- Directed by: Boris Boo
- Starring: Christopher Lee; Mark Lee; Ann Kok; Hayley Woo; Irene Ang; Guo Liang; Richard Low; Liu Lingling; Kym Ng; Jimmy Taenaka;
- Production company: Clover Films
- Distributed by: mm2 Entertainment
- Release date: 8 May 2014;
- Running time: 110 minutes
- Country: Singapore
- Language: Mandarin

= Filial Party =

Filial Party (我是孝子) is a 2014 Singaporean comedy-drama film directed by Boris Boo, starring Christopher Lee, Mark Lee, Ann Kok and Hayley Woo.

==Cast==
- Christopher Lee as Peh Ah Beng
- Mark Lee as Liu Bai Wan
- Ann Kok as Woo Yishuang
- Hayley Woo as Yoona Zhuang
- Irene Ang as Felicia Chin
- Guo Liang as Yoona's Father
- Richard Low as Ah Beng's Father
- Liu Lingling as Ah Beng's Mother
- Kym Ng as Ah Beng's Wife
- Jimmy Taenaka as Patrick
- Ah Niu as Ho Kang
- Mindee Ong as Chen Ruiling
- Youyi as Julia
- Dawn Yeoh
- Andrew Lua
- David Bala as Indian Neighbour
- Tay Yin Yin as Liu's Production Assistant
- Ivan Lo Kai Jun as Elliott
- Chua Cheng Pou as Contestant
- Benjamin Heng as Director

==Release==
The film opened in theatres on 8 May 2014. The film was a box office failure.

==Reception==
Laetitia Wong of Today rated the film 4 stars out of 5 and wrote: "Thanks to a riveting storyline and a subject we can all identify with, Filial Party is heart-warming and an adorably comedic outing for Boris Boo." Li Yiyun of the Lianhe Zaobao gave the film 3.5 stars out of 5 for entertainment and 2 stars out of 5 for artistry. Hong Menyan, also of the Lianhe Zaobao, wrote a positive review of the film.

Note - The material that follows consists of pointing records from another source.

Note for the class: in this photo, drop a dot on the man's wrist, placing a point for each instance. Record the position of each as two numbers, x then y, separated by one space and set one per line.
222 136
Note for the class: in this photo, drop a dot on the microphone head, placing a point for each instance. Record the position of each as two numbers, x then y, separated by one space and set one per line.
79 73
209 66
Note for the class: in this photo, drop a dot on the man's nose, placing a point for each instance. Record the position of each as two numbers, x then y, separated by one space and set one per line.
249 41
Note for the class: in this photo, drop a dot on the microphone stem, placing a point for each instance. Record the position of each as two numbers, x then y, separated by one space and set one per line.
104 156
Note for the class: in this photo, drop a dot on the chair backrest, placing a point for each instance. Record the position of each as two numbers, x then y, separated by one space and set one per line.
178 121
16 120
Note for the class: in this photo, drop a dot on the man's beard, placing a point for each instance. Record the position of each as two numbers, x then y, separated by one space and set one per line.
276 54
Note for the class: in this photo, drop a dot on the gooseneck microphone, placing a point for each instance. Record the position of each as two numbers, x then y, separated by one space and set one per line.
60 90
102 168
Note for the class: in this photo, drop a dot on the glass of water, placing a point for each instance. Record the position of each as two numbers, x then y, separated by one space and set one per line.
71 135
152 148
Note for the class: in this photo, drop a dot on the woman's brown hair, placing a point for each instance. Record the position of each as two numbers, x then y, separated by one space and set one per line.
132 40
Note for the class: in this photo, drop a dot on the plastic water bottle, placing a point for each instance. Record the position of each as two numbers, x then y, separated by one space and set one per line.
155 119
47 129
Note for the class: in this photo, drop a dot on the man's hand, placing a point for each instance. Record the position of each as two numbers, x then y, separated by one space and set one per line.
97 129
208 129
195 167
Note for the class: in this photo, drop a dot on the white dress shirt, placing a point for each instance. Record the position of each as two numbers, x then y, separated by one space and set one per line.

Jocelyn Lee of The New Paper called the film a "refreshing take on filial piety bound to tug at your heartstrings." Yip Wai Yee of The Straits Times rated the film 2 stars out of 5 and wrote: "When even an A-list actor such as Christopher Lee has to wander around naked to milk laughs, you know the movie itself does not have a stitch of credibility."